As of Jan. 1, retirees children ages 19-26 will no longer be on the city’s health insurance, Executive Director of Finance Paul Wesch said.
While plans covered by the Affordable Care Act require children be covered under their parents’ insurance until age 26, the retirees’ plan is not covered by the ACA, Wesch said. In general, ACA has made the city’s health coverage more costly, Wesch said, “therefore adult children are no longer covered.”
He said the move was recommended by an insurance consultant.
“We do what we can to keep costs down,” he said. “The number (of those affected) is relatively small, but it’s significant in terms of cost.”
Mayor Sandy Stimpson’s Chief of Staff Colby Cooper said the retirees were notified through letters and the move affects those who are easiest to insure.

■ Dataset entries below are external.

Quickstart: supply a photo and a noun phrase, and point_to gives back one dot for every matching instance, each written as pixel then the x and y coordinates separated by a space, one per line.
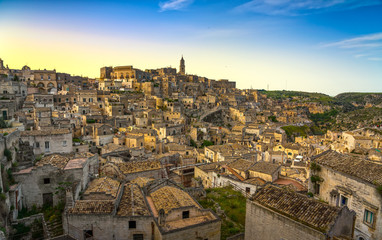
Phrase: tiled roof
pixel 240 164
pixel 92 207
pixel 132 202
pixel 104 185
pixel 141 181
pixel 298 207
pixel 356 166
pixel 255 181
pixel 168 198
pixel 264 167
pixel 56 160
pixel 138 166
pixel 45 133
pixel 211 166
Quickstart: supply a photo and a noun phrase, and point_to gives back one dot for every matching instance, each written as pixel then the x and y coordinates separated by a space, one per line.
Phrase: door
pixel 47 199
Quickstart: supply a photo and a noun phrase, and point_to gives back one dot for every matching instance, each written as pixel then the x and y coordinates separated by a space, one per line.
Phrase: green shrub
pixel 2 196
pixel 8 154
pixel 379 189
pixel 315 178
pixel 315 167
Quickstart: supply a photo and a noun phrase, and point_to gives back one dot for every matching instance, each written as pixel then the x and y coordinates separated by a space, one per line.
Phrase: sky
pixel 328 46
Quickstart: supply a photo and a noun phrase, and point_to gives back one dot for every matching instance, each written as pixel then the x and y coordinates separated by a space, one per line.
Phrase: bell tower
pixel 182 67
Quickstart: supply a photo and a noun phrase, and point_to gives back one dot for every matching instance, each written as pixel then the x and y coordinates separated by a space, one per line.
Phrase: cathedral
pixel 182 67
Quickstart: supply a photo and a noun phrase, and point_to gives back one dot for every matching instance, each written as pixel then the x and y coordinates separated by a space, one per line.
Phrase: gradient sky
pixel 328 46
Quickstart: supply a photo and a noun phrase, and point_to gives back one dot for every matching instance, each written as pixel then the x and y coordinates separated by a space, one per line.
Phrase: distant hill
pixel 348 110
pixel 360 99
pixel 307 96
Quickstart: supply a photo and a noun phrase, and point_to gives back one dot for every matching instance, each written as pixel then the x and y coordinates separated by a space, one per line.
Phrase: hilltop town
pixel 162 154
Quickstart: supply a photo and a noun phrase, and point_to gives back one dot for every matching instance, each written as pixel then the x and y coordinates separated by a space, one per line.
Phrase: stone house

It is unclear how many families would be affected by the move, but Dwayne Patrick, president of the local firefighters union, said the change affects 40 to 50 families, including the families of at least two retired firefighters. The city did not supply numbers of those affected.
The wife of a city retiree told Lagniappe on the condition of anonymity that she and her husband got a letter stating their 20-year-old daughter — currently a college student — would be dropped from the city’s insurance.
Patrick called the move wrong and said he doesn’t think it affects enough employees to account for a large enough savings.
“I don’t think it’s a significant amount of money the city is saving,” he said. “I don’t know the savings it will bring the city, but I don’t think it’ll make a difference.”
Patrick said many of those affected could purchase COBRA coverage, which can cost as much as five times more. He added that he’s not certain of any recourse the retirees have, if any.
Stimpson had originally cut Medicare-eligible retirees from the city’s healthcare plan completely in his proposed 2015 budget. Instead of covering the retirees, the administration offered them a $175 monthly subsidy for four years to pay for a supplemental plan. In addition, the proposed budget raised the monthly premiums for retirees not eligible for Medicare. The premiums were set to increase from $54 to $103 for single coverage and from $140 to $210 for family coverage.
Retirees expressed their displeasure with this proposal and even started a Facebook page to help gain support for their cause.
During budget negotiations in September, the Mobile City Council voted to take money from the capital budget to fund insurance for retirees for another year. Stimpson vetoed the move, but the veto was overridden.